HORA 7
— Como assim não vamos fazer nada? Ela não pode simplesmente desistir de viver. Minha vozinha não é assim! — Reclamei alto na sala quando finalmente abriram o jogo para mim. A vozinha tinha um câncer em fase terminal e que não se podia fazer mais nada. A única coisa que ela pediu foi para morrer em sua casa perto do jardim lindo que ela junto com meu vozinho plantara.
— Foi isso que sua vó pediu e vamos respeitar, Alice! — Disse minha mãe com um tom seco. Parecendo não apalpar a dor de meu pai por ver sua mãe partir aos poucos.
— Pai, por que não diz nada? O senhor é o único filho dela. Ela tem que escutar o senhor, não acha? — Indaguei meu pai, que estava sentada na sua poltrona velha enquanto olhava Diana cobrir os traços de um desenho, deitada ao chão da sala sem perceber a fatalidade da vida.
— Pai?! —Implorei mais uma vez por sua atenção.
— Desculpa querida! Não posso fazer nada. Sua avó deseja assim e é assim que será. Preciso sair agora. Deixei um carro ainda por terminar na oficina.
Ele deixa a sala enquanto minha mãe e eu o observamos.
— Com certeza ele chegará tarde esta noite! Ele sempre faz isso quando algo o incomoda ou o deixa triste! — Ela diz isso ao pegar a agulha e a blusa velha de flanela ao lado do sofá que ela está sentada.
— Então é isso? Vocês me ligaram para me dizer que a vozinha vai morrer e pronto? — Falei ainda mais chateada com a situação.
Minha mãe apenas me olha e arqueia a sobrancelha.
— Onde você vai? — Pergunta ela ao me ver levantar e pegar as chaves da casa.
— Vou ver minha vozinha e fazer ela lutar pela vida.
— Não vai adiantar, Alice. Ela já decidiu. — Dizia minha mãe enquanto eu já fechava a porta e caminhava a passos rápidos em busca da casa da minha vó.
(...)
Ainda era o mesmo jardim da minha infância. Lindo e com flores deslumbrantes. Havia flores que exalavam um cheirinho doce quando o vento sutilmente as abalançava. Era visível que naquele lugar havia amor e dedicação naquele jardim. Ainda admirando aquele pedacinho de terra molhada, observei os últimos raios de sol bater nas lindas margaridas. Não queria acreditar que aquele lugar seria a lembrança dolorosa que minha vozinha iria deixar.

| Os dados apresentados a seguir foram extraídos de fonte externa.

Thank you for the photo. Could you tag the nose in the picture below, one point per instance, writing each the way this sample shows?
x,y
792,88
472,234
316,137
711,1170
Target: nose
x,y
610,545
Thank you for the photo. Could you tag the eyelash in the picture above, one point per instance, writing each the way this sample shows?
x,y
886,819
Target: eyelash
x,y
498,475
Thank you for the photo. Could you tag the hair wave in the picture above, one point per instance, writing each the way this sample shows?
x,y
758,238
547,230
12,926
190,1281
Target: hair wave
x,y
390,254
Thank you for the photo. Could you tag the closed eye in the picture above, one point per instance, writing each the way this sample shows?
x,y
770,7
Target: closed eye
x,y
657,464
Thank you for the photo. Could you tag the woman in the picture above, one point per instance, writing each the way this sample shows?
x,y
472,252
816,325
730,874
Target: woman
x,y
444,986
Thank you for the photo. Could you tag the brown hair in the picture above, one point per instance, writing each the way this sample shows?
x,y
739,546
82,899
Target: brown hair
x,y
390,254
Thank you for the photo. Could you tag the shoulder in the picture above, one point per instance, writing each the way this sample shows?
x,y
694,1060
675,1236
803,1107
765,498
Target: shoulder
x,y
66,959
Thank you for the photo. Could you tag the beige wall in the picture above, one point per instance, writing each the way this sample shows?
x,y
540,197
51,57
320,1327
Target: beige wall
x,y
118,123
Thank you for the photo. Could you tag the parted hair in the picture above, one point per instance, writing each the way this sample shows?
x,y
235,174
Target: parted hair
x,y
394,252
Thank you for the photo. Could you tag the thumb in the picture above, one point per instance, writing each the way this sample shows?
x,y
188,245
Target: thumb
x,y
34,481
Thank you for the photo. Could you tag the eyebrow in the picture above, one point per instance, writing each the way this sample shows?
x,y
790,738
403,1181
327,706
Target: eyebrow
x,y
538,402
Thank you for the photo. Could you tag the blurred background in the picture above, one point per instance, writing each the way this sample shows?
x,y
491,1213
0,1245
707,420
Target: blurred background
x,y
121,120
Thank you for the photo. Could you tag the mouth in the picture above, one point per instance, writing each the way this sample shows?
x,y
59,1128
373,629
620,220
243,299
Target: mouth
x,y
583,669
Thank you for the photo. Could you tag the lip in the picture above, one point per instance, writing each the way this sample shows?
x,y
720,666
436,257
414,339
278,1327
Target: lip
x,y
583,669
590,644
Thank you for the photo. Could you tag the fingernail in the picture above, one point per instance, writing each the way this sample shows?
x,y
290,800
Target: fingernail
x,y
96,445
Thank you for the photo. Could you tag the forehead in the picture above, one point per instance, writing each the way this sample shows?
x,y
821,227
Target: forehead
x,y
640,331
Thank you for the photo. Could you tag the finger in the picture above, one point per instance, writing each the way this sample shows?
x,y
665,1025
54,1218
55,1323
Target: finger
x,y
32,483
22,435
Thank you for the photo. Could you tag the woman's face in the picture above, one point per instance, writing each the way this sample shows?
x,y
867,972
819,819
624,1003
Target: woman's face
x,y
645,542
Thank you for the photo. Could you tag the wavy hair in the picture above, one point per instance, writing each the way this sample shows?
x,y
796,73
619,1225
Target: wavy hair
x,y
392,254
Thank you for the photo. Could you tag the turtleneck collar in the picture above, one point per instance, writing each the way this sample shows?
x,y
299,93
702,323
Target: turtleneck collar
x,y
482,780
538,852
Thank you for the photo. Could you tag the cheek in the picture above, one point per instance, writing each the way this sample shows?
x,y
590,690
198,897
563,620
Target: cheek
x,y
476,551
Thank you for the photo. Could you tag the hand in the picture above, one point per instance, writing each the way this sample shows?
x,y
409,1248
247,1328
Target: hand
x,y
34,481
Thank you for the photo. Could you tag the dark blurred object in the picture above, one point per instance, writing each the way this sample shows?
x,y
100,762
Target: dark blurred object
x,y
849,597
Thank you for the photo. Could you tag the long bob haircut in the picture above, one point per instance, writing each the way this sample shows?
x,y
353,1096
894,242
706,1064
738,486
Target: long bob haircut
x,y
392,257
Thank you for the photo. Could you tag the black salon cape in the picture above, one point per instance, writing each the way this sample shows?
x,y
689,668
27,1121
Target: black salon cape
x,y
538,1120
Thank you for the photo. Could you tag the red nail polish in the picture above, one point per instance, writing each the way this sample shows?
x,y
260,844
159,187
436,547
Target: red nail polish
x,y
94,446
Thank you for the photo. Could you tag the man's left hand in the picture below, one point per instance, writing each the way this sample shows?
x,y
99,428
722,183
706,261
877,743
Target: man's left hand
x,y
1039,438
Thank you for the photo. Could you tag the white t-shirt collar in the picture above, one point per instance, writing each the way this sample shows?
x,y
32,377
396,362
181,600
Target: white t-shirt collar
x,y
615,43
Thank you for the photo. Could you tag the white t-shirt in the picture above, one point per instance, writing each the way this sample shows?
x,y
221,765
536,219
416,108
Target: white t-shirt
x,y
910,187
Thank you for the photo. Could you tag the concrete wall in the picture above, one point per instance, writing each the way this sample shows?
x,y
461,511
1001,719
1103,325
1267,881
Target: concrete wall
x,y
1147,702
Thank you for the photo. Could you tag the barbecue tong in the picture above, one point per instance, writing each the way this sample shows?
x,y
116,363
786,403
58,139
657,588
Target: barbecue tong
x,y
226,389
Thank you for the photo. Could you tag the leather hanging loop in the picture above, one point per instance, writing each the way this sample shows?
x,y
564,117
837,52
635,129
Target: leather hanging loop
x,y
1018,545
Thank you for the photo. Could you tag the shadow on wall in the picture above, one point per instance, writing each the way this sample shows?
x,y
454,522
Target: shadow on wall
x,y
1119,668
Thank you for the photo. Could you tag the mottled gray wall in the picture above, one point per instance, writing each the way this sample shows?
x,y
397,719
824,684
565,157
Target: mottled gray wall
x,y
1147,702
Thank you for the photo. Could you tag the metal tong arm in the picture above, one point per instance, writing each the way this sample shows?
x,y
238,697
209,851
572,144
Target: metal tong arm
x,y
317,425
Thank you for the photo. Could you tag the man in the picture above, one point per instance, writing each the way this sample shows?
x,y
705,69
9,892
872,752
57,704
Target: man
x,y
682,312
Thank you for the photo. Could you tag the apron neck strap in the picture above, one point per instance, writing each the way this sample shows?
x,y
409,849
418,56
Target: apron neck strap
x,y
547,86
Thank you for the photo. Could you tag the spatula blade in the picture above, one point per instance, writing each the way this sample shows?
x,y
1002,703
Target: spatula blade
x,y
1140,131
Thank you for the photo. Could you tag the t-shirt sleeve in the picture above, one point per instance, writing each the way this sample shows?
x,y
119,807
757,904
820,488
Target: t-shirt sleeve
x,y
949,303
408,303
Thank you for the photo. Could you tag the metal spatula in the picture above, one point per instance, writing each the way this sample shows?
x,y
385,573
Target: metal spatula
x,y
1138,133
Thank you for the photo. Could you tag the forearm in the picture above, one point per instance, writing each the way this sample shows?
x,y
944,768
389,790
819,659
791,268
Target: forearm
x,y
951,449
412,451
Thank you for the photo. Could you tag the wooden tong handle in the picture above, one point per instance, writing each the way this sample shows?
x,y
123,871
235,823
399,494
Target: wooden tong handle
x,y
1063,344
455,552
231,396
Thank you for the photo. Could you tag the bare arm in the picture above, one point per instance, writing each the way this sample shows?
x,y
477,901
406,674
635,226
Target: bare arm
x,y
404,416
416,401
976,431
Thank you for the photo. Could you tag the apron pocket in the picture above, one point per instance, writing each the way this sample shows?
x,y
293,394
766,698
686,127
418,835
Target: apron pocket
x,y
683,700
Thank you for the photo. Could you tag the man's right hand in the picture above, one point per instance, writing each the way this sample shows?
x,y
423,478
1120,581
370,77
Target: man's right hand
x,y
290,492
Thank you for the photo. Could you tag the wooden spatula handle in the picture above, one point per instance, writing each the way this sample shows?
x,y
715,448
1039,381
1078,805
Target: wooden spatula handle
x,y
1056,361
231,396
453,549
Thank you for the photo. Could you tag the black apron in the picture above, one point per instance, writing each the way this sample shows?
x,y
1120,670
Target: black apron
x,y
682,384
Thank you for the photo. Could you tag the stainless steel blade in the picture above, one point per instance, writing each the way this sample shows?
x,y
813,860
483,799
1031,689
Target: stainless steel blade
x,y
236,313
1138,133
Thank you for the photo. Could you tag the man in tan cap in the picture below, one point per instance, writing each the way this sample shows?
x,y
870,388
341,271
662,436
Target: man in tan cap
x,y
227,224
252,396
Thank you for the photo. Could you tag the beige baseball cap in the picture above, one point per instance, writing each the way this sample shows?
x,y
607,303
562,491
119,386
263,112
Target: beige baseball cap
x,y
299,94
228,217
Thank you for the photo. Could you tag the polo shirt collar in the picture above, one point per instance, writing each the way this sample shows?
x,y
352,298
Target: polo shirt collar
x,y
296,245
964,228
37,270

Meus olhos lagrimejaram. Meu coração apertou.
Mas antes que a primeira lagrima pudesse cair, vejo a porta da casa se abrir. Era a última pessoa desse mundo que gostaria de ver agora. Talvez "nunca mais" seria o desejo.
— Alice? — Perguntou ele surpreso ao descer os degraus da pequena escada da varanda vindo em direção ao jardim.
— Daniel. — Pareceu seco meu sussurro a ao mesmo tempo surpreso.
Estávamos agora nos encarando. Era constrangedor. Mas consegui deixar de lado qualquer lembrança entre mim e ele e falar algo que cortasse o silêncio.
— O que faz aqui? — Perguntei apontado para a porta da casa.
— Bem, minha mãe, como você mesma sabe, é a filhada da sua avó. Ela me contou sobre a doença dela e eu vim até aqui para ajudá-la com o que ela precisar.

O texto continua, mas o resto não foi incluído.